Valproate-induced hyperammonemic encephalopathy is the most probable diagnosis in our patient. VPA is a common mood stabilizer treating mood disorders. Its common side effects include elevations of serum liver enzymes, as well as adverse effects in hematopoietic and digestive systems. Delirium has been associated with VPA in scarce clinical reports [1].

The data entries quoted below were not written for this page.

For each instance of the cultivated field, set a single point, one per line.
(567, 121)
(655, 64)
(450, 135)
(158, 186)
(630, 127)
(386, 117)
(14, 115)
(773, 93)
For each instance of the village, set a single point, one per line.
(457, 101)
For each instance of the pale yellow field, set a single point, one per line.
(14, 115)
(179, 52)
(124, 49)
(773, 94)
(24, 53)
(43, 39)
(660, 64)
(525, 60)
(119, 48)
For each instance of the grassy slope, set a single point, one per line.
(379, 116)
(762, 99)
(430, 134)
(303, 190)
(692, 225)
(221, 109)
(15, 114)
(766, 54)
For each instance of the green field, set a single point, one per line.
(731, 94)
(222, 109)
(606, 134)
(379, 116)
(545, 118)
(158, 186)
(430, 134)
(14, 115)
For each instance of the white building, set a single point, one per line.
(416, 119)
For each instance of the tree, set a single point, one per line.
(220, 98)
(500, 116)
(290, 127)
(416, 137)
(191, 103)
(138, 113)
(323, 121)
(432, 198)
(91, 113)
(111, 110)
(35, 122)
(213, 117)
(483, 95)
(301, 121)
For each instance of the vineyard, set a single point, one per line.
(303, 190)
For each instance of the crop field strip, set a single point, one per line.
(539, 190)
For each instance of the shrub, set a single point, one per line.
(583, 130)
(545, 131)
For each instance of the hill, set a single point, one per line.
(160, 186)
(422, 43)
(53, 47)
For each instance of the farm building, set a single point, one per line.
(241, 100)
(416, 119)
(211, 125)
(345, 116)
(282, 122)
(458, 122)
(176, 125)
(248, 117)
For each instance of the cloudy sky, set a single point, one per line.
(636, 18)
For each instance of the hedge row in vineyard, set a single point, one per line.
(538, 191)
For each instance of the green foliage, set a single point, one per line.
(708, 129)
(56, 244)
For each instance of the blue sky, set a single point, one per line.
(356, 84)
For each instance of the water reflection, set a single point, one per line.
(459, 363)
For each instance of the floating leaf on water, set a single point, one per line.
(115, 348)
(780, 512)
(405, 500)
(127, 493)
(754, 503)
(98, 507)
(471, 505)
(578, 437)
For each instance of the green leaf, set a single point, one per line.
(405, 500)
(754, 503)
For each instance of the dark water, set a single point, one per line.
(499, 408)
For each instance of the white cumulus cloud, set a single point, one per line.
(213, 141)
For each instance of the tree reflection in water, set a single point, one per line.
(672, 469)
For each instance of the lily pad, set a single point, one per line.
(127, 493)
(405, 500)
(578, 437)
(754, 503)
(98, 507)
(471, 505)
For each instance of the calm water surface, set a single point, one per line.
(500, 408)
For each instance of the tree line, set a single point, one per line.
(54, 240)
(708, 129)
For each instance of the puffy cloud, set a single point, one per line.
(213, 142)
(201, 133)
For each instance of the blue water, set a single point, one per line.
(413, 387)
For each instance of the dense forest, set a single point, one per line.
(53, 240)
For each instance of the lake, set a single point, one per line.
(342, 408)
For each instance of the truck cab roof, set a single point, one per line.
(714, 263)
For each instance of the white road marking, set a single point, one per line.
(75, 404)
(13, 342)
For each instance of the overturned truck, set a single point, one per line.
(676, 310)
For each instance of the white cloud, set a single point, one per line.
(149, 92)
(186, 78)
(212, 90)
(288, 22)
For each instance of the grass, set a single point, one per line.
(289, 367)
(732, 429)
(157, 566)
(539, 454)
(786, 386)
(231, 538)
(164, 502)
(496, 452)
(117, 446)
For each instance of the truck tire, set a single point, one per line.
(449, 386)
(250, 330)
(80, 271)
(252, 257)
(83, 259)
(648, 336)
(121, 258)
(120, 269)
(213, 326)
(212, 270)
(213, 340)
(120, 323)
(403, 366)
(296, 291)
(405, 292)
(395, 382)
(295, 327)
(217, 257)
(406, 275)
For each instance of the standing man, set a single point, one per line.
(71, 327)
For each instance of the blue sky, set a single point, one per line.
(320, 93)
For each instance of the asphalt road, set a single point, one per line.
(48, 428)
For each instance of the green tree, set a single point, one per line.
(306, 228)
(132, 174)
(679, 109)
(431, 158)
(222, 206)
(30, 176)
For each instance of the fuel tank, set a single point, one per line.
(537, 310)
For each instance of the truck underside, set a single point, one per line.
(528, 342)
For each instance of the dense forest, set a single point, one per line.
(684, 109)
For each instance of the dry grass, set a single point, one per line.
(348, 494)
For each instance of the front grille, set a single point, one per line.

Temporal relationship between drug and confusion was obvious in the clinical course of our patient [Figure 1]. Hyperammonemia and normal liver enzymes were noted throughout delirium in this patient. Hyperammonemic encephalopathy is a rare, but serious drug-related adverse effect induced by the use of valproate, sometimes with concomitant use of other antiepileptic drugs [1]. In a previous review of 30 (16 female, 14 male) psychiatric patients who developed hyperammonemic encephalopathy, the patients' mean VPA dosage (1,336 ± 575 mg) and mean serum VPA level (91 ± 23 mcg/mL) are not extremely high in psychiatric treatment setting [2]. In the literature, no correlation has been found between the development of hyperammonemic encephalopathy and serum VPA levels [2]. The mean serum ammonia level is 174 ± 184 mcmol/L, and the duration of recovery from hyperammonemic encephalopathy has been ranged from 1 to 30 days [3]. Pathophysiologically, the metabolism of VPA in mitochondria leads to the formation of valproyl-CoA, which can inhibit N- acetyl glutamate, resulting in accumulating serum ammonia [4]. Hyperammonemia increases serum glutamine level and impairs glutamate transporter, eventually leading to the swelling of astrocytes and brain edema [4]. Although our report is limited by being a single case report, we suggest that hyperammonemic encephalopathy is induced by valproate.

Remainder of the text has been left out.